Hacker News new | past | comments | ask | show | jobs | submit login
Reverse engineering yet another eBook format (mijailovic.net)
389 points by Metalnem on Dec 25, 2022 | hide | past | favorite | 86 comments



This is really an issue that should not exist. I have also bought textbooks only to be immediately disappointed by the fact that you have to use a specific app (like the adobe DRM thing... or just try to get your money back). Then you have to start figuring out how to remove the DRM and lose time with that. Sometimes the quality of the book is also pretty bad, e.g. they don't even include a digital table of contents, which should be essential in a digital copy of any book (this has happened to me with textbooks from Springer). In my case, this has lead to actually buying less textbooks and just pirate the books instead. I don't have the time to deal with all this customer-unfriendly behavior.

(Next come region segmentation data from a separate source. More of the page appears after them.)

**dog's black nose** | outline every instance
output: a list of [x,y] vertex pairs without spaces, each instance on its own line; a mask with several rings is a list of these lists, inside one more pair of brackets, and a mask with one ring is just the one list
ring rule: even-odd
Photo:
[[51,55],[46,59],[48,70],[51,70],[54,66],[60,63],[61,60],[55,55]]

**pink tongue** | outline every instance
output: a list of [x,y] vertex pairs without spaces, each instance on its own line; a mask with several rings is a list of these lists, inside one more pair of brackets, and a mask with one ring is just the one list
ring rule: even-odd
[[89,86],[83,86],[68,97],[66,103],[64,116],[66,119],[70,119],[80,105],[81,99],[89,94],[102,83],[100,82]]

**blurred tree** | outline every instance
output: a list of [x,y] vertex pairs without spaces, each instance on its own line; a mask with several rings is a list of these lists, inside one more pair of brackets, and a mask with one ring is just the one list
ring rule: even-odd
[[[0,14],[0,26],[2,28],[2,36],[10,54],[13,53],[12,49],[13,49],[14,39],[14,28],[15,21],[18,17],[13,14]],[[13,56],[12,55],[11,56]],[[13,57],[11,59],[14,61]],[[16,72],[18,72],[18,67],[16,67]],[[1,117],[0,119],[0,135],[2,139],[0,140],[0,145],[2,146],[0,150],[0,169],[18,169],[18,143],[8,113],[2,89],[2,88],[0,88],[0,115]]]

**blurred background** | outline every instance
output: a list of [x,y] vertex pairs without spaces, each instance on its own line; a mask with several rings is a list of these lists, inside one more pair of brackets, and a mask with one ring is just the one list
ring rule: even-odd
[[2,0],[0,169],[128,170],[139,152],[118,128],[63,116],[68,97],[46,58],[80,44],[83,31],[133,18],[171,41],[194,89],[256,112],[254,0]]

One of my textbooks came with a digital copy. I would sometimes just use that on my iPad instead of lugging in the physical book to campus. I remember racking my brain all day on a problem that asked you to prove some result, wondering how the hell that was true only to get home and realize the digital version flipped the inequality...


As a maths teacher who also have written a textbook, I have seen a drastic increase in errors in books compared to 5-10 years ago. I don't know why, maybe the scheduler is tighter or proofreading is now too expensive.

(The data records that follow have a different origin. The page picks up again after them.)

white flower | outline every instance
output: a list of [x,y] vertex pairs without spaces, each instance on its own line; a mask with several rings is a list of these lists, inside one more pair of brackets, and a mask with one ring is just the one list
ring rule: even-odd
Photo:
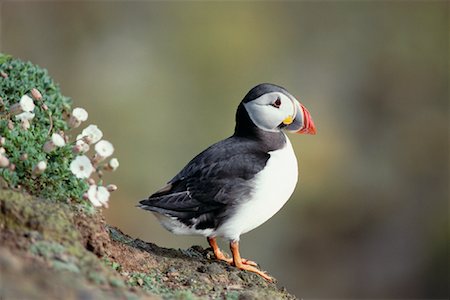
[[105,158],[111,156],[114,153],[114,147],[110,142],[101,140],[95,145],[95,152],[99,156]]
[[37,88],[31,89],[31,96],[33,96],[33,98],[38,101],[42,100],[42,94],[41,94],[41,92],[39,92],[39,90]]
[[70,171],[72,171],[77,178],[88,178],[91,176],[92,172],[94,172],[94,167],[86,155],[81,155],[77,156],[70,163]]
[[111,169],[111,171],[115,171],[119,167],[119,160],[117,158],[111,158],[108,167]]
[[63,147],[66,144],[64,138],[58,133],[52,134],[52,142],[56,147]]
[[45,160],[41,160],[34,166],[33,174],[42,174],[44,173],[45,169],[47,169],[47,162]]
[[33,118],[34,118],[34,113],[29,112],[29,111],[25,111],[25,112],[23,112],[21,114],[18,114],[16,116],[16,119],[20,120],[22,122],[23,121],[31,121],[31,120],[33,120]]
[[88,118],[88,113],[84,108],[76,107],[72,111],[72,116],[80,120],[81,122],[84,122]]
[[94,206],[108,207],[109,192],[104,186],[91,185],[88,189],[87,196]]
[[81,122],[86,121],[88,118],[88,113],[84,108],[77,107],[72,111],[72,115],[69,119],[69,126],[72,128],[76,128],[80,126]]
[[63,147],[65,144],[64,138],[60,134],[53,133],[52,138],[44,144],[44,151],[50,153],[55,150],[56,147]]
[[32,112],[34,110],[33,99],[31,99],[28,95],[23,95],[22,98],[20,98],[19,103],[22,111]]
[[7,166],[9,166],[9,159],[0,154],[0,168],[6,168]]
[[22,122],[20,123],[20,125],[22,126],[22,128],[24,129],[24,130],[28,130],[28,129],[30,129],[30,127],[31,127],[31,124],[30,124],[30,121],[28,121],[28,120],[22,120]]
[[108,184],[108,186],[106,187],[106,189],[108,190],[108,192],[115,192],[117,191],[117,185],[115,184]]
[[77,141],[75,142],[75,146],[73,146],[73,152],[75,153],[86,153],[89,151],[89,145],[82,140],[82,137],[79,136],[80,140],[78,140],[77,137]]
[[83,129],[78,137],[83,138],[88,144],[95,144],[102,138],[102,136],[103,132],[98,129],[97,125],[89,125]]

I've authored book chapters with Springer. I've used their LaTeX class and produced some nice looking chapters (imho).

They get "typeset" by SPI in Chennai by a non maths speaker, non-native English speaker and come back with errors in both the equations and words and author queries like "equation missing but we follow tex".

One professional mathematican I know in a suitably obscure area of number theory has started her own journal to get around it all. I'm in both the physics and medicine camps and have to put up with this bullshit. It's awful.

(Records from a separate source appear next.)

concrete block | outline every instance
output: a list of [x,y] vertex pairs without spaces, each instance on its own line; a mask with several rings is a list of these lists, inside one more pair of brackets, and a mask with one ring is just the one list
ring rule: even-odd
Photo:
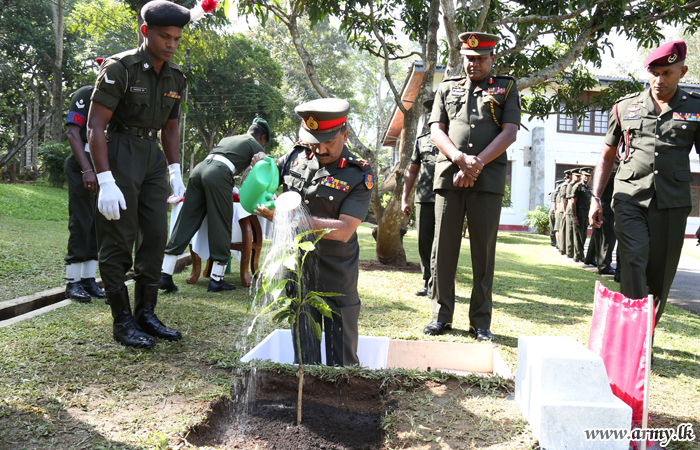
[[[603,360],[569,337],[518,339],[515,400],[547,450],[597,448],[584,429],[629,428],[632,420],[632,409],[610,389]],[[615,448],[612,442],[600,448]]]
[[613,396],[610,403],[543,402],[540,447],[545,450],[627,450],[629,441],[586,440],[585,430],[629,430],[632,408]]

The last springer book I've had is so poorly written that there is absolutely no way it was proofread. It is not just one mistake here or there. It looks like a quick draft with incomplete sentences, repetitions all over. Looks like those "cheap" packt books.


Looks like someone sent "fundamentals_of_math-e4-v2-final-finalv3-final.docx" to the printer instead of "fundamentals_of_math-e4-v2-final-finalv3-final-final.docx"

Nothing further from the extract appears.